Welcome to SQLblog.com - The SQL Server blog spot on the web Sign in | |
in Search

Merrill Aldrich

Rules-Driven Maintenance

I haven’t posted for a while, but I hope that today I’ve got something really interesting to share.

Even though I love SQL Server, there are a few areas that have always sort of disappointed me:

  1. People around the world have constantly had to implement and re-implement essentially the same patterns for database maintenance and backups.
  2. Even though those patterns are well established, there isn’t much out of the box in SQL Server -- and I include Maintenance Plans and Central Management Server/Policy-Based Management -- that works well to implement them, especially across a large number of instances. There are some very good community-supplied solutions ( http://ola.hallengren.com/, http://sqlfool.com/2011/06/index-defrag-script-v4-1/ ) that help, which is great, but the popularity of those solutions also demonstrates that the gap in the product is real.
  3. I personally found I was spending a lot of time setting up, checking on and troubleshooting basic maintenance and backup jobs, and after a while it becomes very repetitive work. We have about 2000 databases and a team that has ranged from one to four people.

Some simple examples:

  1. You want all databases on all production instances to back up nightly, in sequence, during a maintenance window. If a new database is added, it should also start being backed up. Old files should be removed in some safe, reasonable fashion.
  2. You want log backups for any databases that are in full recovery mode, on any instance, to happen at least every 15 minutes, and more often if the log files are filling up.
  3. You want any indexes that are fragmented, and only those that are fragmented, to be rebuilt or defragged nightly during a defined maintenance window.
  4. You want all databases on all instances to be verified with CheckDB nightly or weekly, in sequence, at a specified time.

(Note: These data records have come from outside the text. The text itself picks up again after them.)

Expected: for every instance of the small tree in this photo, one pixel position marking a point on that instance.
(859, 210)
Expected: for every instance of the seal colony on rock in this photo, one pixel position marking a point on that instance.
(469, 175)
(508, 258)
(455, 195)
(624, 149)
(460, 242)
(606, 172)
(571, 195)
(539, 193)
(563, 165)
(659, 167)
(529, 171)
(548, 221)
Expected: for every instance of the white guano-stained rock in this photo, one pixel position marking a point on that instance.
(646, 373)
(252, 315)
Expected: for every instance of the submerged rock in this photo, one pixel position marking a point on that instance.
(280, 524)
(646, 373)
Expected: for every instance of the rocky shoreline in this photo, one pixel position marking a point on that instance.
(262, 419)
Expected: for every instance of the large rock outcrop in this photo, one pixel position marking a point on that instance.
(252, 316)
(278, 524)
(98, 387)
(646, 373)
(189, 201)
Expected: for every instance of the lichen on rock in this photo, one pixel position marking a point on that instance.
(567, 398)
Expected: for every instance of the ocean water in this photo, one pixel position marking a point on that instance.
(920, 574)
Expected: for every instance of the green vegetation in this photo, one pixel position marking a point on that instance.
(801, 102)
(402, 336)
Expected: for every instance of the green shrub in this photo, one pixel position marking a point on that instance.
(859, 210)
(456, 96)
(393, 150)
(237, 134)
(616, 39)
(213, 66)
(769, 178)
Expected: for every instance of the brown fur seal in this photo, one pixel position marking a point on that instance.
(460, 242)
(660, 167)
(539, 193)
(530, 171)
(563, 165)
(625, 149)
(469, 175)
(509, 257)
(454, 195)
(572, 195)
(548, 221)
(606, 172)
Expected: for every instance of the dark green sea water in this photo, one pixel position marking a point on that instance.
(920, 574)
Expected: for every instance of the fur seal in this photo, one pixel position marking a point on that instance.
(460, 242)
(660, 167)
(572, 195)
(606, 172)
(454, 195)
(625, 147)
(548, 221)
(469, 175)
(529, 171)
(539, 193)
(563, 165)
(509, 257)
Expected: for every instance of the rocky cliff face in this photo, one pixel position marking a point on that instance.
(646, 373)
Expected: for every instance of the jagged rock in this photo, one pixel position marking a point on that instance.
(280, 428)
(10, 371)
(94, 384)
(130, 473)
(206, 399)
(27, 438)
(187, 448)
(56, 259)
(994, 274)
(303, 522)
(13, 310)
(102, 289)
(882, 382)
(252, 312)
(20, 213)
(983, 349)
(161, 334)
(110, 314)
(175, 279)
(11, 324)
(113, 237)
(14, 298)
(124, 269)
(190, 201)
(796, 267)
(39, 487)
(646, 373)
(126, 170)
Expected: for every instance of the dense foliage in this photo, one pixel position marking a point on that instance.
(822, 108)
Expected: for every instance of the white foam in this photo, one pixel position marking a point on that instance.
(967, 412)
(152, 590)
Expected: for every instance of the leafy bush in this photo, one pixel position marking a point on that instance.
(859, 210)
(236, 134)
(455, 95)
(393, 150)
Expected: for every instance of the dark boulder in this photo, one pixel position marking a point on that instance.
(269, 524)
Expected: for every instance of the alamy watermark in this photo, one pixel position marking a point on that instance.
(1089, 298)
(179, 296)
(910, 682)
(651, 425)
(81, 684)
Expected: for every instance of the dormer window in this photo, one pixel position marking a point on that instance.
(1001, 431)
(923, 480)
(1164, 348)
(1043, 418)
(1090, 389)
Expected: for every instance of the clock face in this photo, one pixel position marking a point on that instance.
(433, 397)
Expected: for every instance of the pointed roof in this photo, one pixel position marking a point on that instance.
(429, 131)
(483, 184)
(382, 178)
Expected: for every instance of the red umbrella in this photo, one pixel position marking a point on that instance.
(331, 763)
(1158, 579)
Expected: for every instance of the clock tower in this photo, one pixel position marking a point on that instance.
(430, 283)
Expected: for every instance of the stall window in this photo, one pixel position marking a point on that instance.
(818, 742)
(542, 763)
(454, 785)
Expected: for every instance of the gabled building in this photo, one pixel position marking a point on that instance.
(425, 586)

Basically anybody who manages small to mid-size databases has these rules about maintenance, and they are always very similar, but we have to go around and set up many, maybe hundreds, of jobs and scripts to implement those rules. Editing the jobs when the rules, or perhaps the deployed databases, change is really tedious.

Solution: Rules-Driven Maintenance

I came up with a system to help manage this with less manual effort. The system consists of tables containing preferences that describe how maintenance and backups should operate, and some stored procedures and functions that implement those preferences in an automated, instance-wide maintenance routine. I was thinking of calling this “Policy-Based Maintenance,” but I don’t want it to be confused with the SQL Server feature Policy-Based Management (PBM) because it’s not really the same animal. (I like PBM, but don’t get me started about how the SQL Server team forgot to finish that feature before moving on to other things...)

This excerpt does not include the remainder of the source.